Haochi has plotted the inbox size of gmail over time, interesting.
Tag: inbox size
GMail`s strange perception of EMail size
I’ve just downloaded my whole GMail account via POP3. Each message is stored as-is, including headers and attachments in base64, in a seperate file.
du -ms on the folder with all emails tells me:
2117
While GMail tells me:
You are currently using 2079 MB
Why this difference, I asked myself. Was there a difference in the way e-mail was stored? Actually I stored my e-mail very inefficiently. E-Mail is 7bits encoded — every character is 7 bits — where my FS (like virtually every other) stores each character in a 8bits. Lets calculate the actual size of email on my disk:
>>> 2117 / 8 * 7
1848
It gets even more absurd considering that the most part of that space is used by attachments in emails, which are encoded in Base64, which uses 6bits per character. At least 50% of these 2GB are attachments, thus:
>>> 2117 / 8 * 6.5
1716
Why am I using 2079MB according to GMail?

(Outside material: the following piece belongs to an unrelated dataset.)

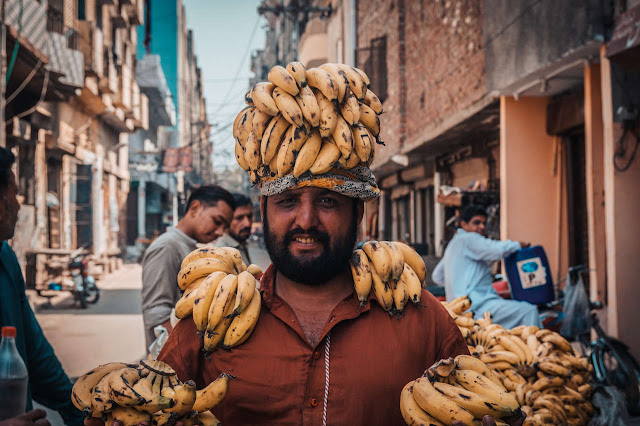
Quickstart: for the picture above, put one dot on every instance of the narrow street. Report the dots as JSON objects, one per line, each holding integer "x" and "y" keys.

GMail wouldn’t require 2079MB for my emails, they probably compress all attachments and old mails, they won’t even come near that 2079MB. It would therefore seem logical that they would use the real size of all emails — which should at least match the 1848MB or 2117MB, but it doesn’t.
Anyone got a good guess?
Disclaimer: This isn’t in any way meant to be anti-gmail — I love gmail, everyone loves gmail! I’m just curious.